It’s a thing and a dangerous thing at that. Of course, you don’t have to be a girl to have Girl Brain, so let me break it down further. Basically, when you first start seeing someone and you have the chemistry and everything feels exciting and then your brain starts freaking out, thinking things like, if he/she doesn’t like The Temptations how can we ever get married, because I will definitely have The Temptations on the playlist of my wedding—stuff like that. Crazy stuff. I’ve gone the whole gauntlet myself, once I caught myself thinking damn, if I accidentally get pregnant by this one, I'll have to keep the baby because it will possibly be TOO CUTE to abort! What in the hell? Like when my Girl Brain comes on full force, I can’t do normal things. I just sit around thinking, he/she won’t want to go out with me ever again because of the way I blew my nose at the table during dinner, or because I talked about wanting to be spanked or what have you. The thing about Girl Brain is: it comes on suddenly, it comes on strong, and it comes on early. So, you have to be wary about following any trains out of Girl Brain to action.

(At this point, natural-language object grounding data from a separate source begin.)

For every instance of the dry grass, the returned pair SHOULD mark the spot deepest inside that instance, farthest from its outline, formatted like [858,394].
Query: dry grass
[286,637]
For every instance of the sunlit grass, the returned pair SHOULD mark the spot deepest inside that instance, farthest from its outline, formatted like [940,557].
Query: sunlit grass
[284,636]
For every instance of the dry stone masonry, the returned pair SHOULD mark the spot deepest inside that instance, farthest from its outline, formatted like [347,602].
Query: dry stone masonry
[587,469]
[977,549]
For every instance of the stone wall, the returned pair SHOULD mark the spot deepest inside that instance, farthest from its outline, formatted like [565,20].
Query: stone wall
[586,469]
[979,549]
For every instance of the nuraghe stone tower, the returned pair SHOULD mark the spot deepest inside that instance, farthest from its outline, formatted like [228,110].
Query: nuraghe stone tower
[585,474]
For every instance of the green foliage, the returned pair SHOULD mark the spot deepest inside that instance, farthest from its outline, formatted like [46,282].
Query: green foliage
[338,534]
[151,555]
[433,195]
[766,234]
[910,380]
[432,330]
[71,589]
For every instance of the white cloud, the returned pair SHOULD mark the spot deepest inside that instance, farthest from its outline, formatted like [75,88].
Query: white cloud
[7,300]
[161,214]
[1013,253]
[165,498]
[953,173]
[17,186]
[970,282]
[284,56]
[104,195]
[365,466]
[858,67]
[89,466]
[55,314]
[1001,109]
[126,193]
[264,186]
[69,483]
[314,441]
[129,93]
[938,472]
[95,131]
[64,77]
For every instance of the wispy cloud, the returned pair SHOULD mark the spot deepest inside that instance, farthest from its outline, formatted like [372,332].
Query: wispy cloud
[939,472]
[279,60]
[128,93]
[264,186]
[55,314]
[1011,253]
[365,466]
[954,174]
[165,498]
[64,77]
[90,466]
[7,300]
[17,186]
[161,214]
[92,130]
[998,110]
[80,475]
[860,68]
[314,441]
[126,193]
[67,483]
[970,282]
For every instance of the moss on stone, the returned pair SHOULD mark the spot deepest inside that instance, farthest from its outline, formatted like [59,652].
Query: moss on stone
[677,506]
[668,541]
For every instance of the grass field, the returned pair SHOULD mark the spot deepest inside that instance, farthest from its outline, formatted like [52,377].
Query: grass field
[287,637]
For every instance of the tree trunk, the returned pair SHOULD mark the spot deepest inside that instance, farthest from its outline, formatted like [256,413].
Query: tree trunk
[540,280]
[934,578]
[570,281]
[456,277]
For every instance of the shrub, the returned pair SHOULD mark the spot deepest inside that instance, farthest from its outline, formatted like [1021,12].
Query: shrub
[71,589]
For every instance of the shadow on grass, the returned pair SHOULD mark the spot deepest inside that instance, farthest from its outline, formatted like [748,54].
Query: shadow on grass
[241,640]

*a pic captured of me by a my good buddy, Thang at Hoca Studio. ie. Me having Girl Brain*
I am struggling at the Girl Brain station and on the one hand, I’m excited that I’m feeling excited but I’m also so super annoyed. Just when I start to get my life together, Girl Brain puts all her irons in the fire and confuses everything. While I am looking for a bit of advice here, I’m also going to take a brief moment to note the awesome epiphany I had this weekend about my career path. I’m right on schedule. Like I used to get pissed at myself constantly because I felt like I wasn’t at the level I “deserved” to be at. What a self-entitled thought. But seriously, I’ve taken a path. I went to college, I decided my passion early, I got into an MFA, I’ve been published, I’m in a band again, I’m working as writer, living in a place I like. But, what is it I think I deserve? And what does it mean to deserve? I’m not even sure what I want beyond recognition.
Let me shift this back to relationships now. I don’t even know what I want there beyond recognition/desire. Are those the same thing? I want the people I like to like me back but not just like me, crave me. And then, let me reject their bids for my time until I’m ready to hang. Or basically, let me hang all over them until I want to go home and never ever complain. That’s maniacal. I am a maniac. This I have known for a while but how to push it down or tame it or put a dress on it so it can leave the house and go to work? The above is also mania, the obsession with return on my educational and career investments. I’ve said this before and I’ll say it again, I’m like a fucking shark. If I stop moving, I’m pretty sure I’ll die. I’m trying to write about this tendency so I can work harder on forgiving myself when I want to slow down and do nothing. But, I suppose I should also forgive myself for Girl Brain every once in a while too, huh?